4. diálogo que ninguém testemunhou

— daqui você não passa, disse o guarda de preto junto ao portão.
— propriedade privada? como faço para dar a volta?
— você não entendeu. daqui para frente não dá pra ir... aqui é o seu limite. volte, conte suas histórias, suas aventuras, até aqui.
— mas eu quero ir depois daquelas montanhas, lá adiante.
— não há nenhuma montanha lá adiante... dê meia-volta e esqueça essa conversa.
— mas eu estou vendo as montanhas, azuladas. é só se virar e você vai poder vê-las também.
— ao contrário de curiosos e desocupados como você, eu tento não ficar procurando unicórnios, miragens e montanhas onde não há coisa alguma. volte pra casa, ou vá para a floresta e lute contra leões. as mulheres adoram isso. esqueça as montanhas que não existem.

havia um ruído muito forte que vinha do lado das montanhas, e um vento que quase nos arrastava. o guarda olhava fixamente para mim e insistia em proibir-me a passagem. estava anoitecendo e começando a ficar muito frio. o guarda foi para a sua pequena cabana, sempre de costas para as montanhas e me olhando. não parecia que iria me oferecer abrigo para passar a noite e resolvi armar a minha barraca ali perto.

— você acha que alguém voltou dali?
— você deixou alguém passar?
— não, mas as pessoas pulam a cerca e correm... não posso fazer nada, não vou correr até lá atrás delas. mas ninguém nunca voltou. é isso que você quer? nunca mais voltar?
— qual seria o problema de seguir por esse caminho?! se é só uma montanha e nem é das mais altas...
— você sabe tão bem quanto eu... não há nada depois daquelas montanhas, mas o vazio. o buraco do vácuo, das estrelas. é a borda do planeta...
— você tá me dizendo que a terra é plana, e que depois daquelas montanhas fica a fronteira... onde os mares se derramam no vazio?
— entenda como quiser. não posso te impedir. e logo estarei dormindo.... faz frio aqui.

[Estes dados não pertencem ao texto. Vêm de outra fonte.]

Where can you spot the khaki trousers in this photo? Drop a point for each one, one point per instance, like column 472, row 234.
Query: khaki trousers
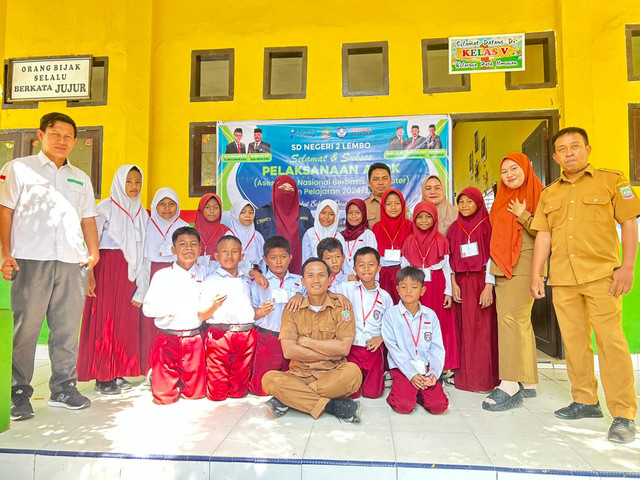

o frio aumentava e o ruído não cessava. de repente achei que não seria justo pular aquela cerca e correr. ele nunca me seguirira... ficaria na cabana, imaginando meu destino, como o de tantos outros que devem povoar sua memória. fiquei na barraca tentando adormecer, em vão.

— há uma colônia, depois das montanhas...
— então você admite que há montanhas...
— há uma colônia de fugitivos, de gente que desistiu do mundo, da sociedade e resolveu viver a beira do abismo do mundo. é uma pequena vila. às vezes um deles, nunca o mesmo, vem até aqui, trazer cartas. eu faço com que cheguem ao destino... vejo quando chegam e quando vão embora, mas nunca olho para as montanhas.
— partirei pela manhã. um dia você me verá chegar aqui, com cartas nas mãos...
— vou te reconhecer, nunca esqueço um desses rostos.

na manhã seguinte pulei, ainda muito cedo, a cerca. caminhei, não precisava correr, em direção às montanhas azuladas, em direção ao forte ruído. olhei para o guarda que não ousava me acompanhar com o olhar. aquela cabana era como o último farol antes do fim do mundo, o último marco da civilização que acredita que a terra é redonda.